Remind People Who You Are
A brand that’s active and engaging on social media keeps its name in the forefront of its audience members’ thoughts. Answering questions and responding to comments is an opportunity to keep them thinking about you and about the value you provide. Even on-site conversations should become more social media friendly. Luckily there are tools for that, like conversational forms and chatbots.
Remember, though, that followers who never comment on your posts are also likely to be paying attention, and you never know what social media discussion thread will come up in someone’s search results. It’s all on record.
Make sure that your brand’s online community understands how much you appreciate them and how diligently you work on delighting them. When a new potential customer lands on your social media presence, he or she is much more likely to engage with you if he or she sees that you’re active and helpful.
Proactive Sentiment Management
Proactive sentiment management is about being able to predict what your customers are going to be unhappy with. For example, by seeing what your target audience is asking online, when it comes to your strongest competitor, will help you avoid their mistakes. Text Optimizer is a great tool to help with that:
A brand’s reputation can go south extremely quickly on social media. A customer with a large following on social media can make his complaint go viral very fast. Negative reviews are inevitable, but a well-crafted and timely response can minimize damage and even turn the situation into a win. When someone criticizes your brand online, use it as an opportunity to demonstrate empathy and generosity.
Look into the issue and figure out if the complaint is legitimate. In either case, apologize to the customer and offer to compensate and/or help solve the problem. Don’t ever leave comments that can be read as justifications of your actions; savvy social media users see right through non-apologies. Try to move the conversation offline and work directly with the customer until you’ve achieved satisfaction. Remember that disgruntled customers have the most potential to become your brand’s biggest evangelists.
Imagine that you subscribe to a web-based marketing tool and can’t get one of the core functionalities to work as you think it ought to. Let’s say that you tweet about your frustration and get an almost immediate response from the software company asking how they can help solve your problem. You tweet back explaining your specific issue and are provided with a link to a knowledge base page explaining exactly how to solve this issue.
In this scenario, your frustration and dissatisfaction is quickly diffused and turns to admiration and loyalty to this brand.
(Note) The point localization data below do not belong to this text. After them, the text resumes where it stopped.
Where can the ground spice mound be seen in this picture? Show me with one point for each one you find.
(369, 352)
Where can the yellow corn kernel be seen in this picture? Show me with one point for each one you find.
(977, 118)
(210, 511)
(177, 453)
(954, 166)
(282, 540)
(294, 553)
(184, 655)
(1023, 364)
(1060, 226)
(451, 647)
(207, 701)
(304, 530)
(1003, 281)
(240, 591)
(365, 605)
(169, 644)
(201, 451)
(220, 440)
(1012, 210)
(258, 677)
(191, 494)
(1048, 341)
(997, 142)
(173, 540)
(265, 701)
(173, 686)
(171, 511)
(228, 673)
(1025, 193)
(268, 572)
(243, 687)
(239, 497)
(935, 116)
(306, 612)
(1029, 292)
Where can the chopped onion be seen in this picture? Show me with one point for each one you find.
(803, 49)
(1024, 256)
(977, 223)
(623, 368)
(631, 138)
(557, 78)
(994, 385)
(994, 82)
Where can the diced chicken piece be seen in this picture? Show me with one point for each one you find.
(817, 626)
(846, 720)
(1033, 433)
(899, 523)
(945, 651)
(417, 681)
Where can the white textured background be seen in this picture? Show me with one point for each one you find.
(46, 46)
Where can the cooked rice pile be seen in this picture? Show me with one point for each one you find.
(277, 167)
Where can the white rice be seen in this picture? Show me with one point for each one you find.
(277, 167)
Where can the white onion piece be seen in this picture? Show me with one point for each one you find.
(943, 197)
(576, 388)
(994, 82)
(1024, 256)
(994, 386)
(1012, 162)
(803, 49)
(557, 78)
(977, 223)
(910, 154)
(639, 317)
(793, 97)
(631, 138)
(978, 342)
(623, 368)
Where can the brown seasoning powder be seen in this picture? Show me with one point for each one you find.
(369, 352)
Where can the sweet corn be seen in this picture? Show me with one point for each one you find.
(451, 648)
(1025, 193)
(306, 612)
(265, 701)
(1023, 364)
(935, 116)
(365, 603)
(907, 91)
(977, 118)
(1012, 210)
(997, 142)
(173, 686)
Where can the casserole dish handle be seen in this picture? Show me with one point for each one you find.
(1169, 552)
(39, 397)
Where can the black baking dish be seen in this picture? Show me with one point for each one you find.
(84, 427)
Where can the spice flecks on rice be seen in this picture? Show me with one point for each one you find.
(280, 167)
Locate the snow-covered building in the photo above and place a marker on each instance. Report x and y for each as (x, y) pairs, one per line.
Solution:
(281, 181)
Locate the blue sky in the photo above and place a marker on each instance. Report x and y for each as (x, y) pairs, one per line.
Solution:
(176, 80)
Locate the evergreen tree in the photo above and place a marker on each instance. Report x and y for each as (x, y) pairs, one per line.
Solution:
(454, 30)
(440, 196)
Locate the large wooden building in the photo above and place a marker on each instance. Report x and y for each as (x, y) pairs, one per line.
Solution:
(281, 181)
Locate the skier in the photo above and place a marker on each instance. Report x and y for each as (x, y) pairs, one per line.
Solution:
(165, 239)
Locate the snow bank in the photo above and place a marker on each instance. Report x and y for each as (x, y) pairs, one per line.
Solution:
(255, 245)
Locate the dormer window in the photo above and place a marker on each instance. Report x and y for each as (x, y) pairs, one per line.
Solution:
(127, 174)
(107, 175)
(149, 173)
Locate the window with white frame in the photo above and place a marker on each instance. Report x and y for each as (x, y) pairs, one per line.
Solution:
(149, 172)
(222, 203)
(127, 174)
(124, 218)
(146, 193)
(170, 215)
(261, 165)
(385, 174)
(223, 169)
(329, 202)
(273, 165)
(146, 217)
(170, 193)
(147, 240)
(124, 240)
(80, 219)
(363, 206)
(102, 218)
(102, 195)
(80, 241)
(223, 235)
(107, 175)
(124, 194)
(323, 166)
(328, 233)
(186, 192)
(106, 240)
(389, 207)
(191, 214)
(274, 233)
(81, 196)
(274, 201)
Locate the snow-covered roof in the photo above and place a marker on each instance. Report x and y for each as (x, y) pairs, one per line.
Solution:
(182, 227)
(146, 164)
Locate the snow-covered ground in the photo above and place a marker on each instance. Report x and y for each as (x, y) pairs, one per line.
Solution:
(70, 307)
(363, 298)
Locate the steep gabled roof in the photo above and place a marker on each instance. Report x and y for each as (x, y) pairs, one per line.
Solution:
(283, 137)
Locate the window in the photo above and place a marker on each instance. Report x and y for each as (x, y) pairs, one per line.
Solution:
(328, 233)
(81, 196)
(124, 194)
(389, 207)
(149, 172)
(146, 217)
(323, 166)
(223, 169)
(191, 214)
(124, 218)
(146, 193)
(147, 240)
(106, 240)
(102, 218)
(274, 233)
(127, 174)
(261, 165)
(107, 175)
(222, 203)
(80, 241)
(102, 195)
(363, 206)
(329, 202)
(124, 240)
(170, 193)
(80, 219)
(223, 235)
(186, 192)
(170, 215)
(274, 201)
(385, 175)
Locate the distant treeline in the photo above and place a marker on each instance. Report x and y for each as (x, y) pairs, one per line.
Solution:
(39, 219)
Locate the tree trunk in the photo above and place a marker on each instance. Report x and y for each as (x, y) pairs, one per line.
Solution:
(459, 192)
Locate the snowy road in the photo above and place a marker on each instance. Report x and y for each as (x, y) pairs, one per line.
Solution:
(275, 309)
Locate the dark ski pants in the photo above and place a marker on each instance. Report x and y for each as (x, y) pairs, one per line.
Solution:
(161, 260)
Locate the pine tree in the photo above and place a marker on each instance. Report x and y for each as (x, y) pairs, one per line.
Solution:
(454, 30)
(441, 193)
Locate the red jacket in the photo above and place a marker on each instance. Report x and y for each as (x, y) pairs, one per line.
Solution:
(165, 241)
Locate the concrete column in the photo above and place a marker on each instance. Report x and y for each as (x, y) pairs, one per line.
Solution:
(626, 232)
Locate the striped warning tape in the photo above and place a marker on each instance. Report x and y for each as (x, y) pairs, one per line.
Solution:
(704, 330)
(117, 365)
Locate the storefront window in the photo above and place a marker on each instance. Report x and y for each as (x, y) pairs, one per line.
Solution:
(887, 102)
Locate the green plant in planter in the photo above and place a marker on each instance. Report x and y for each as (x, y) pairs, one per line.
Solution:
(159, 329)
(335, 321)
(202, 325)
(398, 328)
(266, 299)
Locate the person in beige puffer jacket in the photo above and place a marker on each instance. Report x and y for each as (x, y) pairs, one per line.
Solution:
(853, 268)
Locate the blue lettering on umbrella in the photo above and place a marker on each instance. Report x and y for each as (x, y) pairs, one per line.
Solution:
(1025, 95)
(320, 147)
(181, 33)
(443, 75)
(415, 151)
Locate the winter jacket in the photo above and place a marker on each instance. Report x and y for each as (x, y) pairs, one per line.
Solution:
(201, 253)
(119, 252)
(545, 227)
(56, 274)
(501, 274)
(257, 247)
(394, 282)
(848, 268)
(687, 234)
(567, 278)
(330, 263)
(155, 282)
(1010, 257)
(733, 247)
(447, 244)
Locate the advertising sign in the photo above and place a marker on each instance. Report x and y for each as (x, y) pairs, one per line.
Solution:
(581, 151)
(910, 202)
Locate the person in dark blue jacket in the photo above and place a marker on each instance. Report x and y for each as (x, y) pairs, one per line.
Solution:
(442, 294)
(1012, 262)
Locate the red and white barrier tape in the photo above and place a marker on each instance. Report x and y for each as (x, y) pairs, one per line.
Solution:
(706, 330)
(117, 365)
When friends ask what service they should use, you are all the more likely to tell them that this one is worth using because of its excellent, attentive and helpful customer service.
When to Respond
Although almost all do, not every social media comment deserves a response. Don’t respond at all in situations where you’ll only be adding fuel to the fire. If you’re participating in a conversation and you see it going down that road, bow out gracefully before it gets ugly. You don’t have to respond to vague or spammy comments, but questions and honest reviews do deserve your input.
Treat your social media channels like your office phone, in that when someone calls, you answer, and you do your best to help – it’s a useful analogy, except for one key difference. Billions of people around the world can listen in on this phone line.
Keep in mind that your goal is to show your customers that they are important to you. Acknowledge their problems, provide them with wise advice, and engage them so they don’t forget who you are.